The CDC Studies the St. Louis Rams
The CDC was invited into the St. Louis Ram’s locker room and home field in 2003. They observed the game, mapped where the contact on the turf occurred, and areas where there wasn’t any direct contact — and didn’t find any MRSA. In a 2005 study published in the New England Journal of Medicine, this new research concluded that the MRSA infections among the 2003 St. Louis Rams were likely spread among players on as well as off the field through rough play, shared towels, whirlpools, and weights.
Penn State Turf Study
Penn State University sampled 20 synthetic turf fields in Pennsylvania in June of 2006. The samples came from indoor as well as outdoor fields. They concluded that there were fewer total microbes present in the infill or fibers of the synthetic turf systems tested as compared to natural turfgrass root zones and that the Staph bacteria were not found on any of the playing surfaces, but were found on towels and other devices used by the athletes.2
Researchers also found that surface temperatures of outdoor infill synthetic turf systems often exceeded the temperature range of the Staph bacteria (between 45oF and 118oF) and have been reported to be as high as 199oF.2,3 However, high surface temperatures do not explain the relatively low numbers of total microbes on indoor playing surfaces. These low numbers may, in part, be explained by the permanently low moisture content of indoor infilled surfaces.3
Drawing Conclusions About Turf
Based on the evidence of the CDC’s study of the St.
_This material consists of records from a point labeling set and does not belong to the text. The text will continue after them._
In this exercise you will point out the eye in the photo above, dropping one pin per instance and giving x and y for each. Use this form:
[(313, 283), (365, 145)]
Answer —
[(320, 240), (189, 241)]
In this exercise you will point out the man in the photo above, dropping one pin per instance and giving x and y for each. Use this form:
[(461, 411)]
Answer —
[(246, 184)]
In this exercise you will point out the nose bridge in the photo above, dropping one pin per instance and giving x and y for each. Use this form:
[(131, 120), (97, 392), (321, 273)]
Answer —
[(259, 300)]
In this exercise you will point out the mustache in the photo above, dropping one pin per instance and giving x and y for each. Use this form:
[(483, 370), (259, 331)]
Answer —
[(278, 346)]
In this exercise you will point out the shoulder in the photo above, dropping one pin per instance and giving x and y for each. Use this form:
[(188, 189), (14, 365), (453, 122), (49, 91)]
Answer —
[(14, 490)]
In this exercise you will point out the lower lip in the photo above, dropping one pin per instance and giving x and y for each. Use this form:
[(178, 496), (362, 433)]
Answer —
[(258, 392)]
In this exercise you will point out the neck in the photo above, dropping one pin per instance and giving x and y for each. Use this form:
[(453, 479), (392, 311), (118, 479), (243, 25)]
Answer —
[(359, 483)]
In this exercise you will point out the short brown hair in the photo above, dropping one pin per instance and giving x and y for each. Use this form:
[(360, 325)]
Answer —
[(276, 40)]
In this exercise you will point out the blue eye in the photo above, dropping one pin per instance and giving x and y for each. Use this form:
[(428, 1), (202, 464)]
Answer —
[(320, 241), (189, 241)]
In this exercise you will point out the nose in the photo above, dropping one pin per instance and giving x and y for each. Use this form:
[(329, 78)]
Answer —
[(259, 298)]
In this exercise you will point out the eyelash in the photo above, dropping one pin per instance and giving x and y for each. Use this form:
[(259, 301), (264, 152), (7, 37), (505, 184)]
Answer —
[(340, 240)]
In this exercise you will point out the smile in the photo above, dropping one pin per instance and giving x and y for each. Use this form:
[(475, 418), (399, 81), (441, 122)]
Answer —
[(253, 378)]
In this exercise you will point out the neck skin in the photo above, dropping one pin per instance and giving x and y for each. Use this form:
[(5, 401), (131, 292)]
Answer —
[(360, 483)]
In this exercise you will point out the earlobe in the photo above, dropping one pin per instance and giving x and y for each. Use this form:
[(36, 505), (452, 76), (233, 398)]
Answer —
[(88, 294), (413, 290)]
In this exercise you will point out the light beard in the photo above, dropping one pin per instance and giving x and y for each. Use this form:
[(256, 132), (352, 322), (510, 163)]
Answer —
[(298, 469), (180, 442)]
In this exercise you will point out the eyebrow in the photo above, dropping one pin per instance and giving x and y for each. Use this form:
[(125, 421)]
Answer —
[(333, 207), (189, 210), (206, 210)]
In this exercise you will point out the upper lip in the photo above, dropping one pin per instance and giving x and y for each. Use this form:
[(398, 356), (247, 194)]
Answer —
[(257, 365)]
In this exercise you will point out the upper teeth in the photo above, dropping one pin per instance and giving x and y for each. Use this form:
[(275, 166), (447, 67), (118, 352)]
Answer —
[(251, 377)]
Louis Ram’s facility in 2003, the Penn State University study of turf fields, as well as temperature constraints to grow the staph bacteria and/or lack of moisture, one would have to conclude that synthetic turfs are not good environments for the staph bacteria to grow or to be a vehicle to transmit bacteria to your athletes. Skin-to-skin contact and shared athletic equipment are much more effective vehicles to transmit MRSA. When disinfecting your athletic equipment, we hope you consider the Sports-O-Zone system.
1 Coach and Athletic Director, The Invisible Enemy, Nov. 2006.
2 Andrew McNitt, Penn State U, A Survey of Microbial Population in Infill Synthetic Turf Fields 2006.
3 Andrew McNitt, Penn State U, Evaluation of Playing Surface Characteristics of Various In-Filled Systems 2003.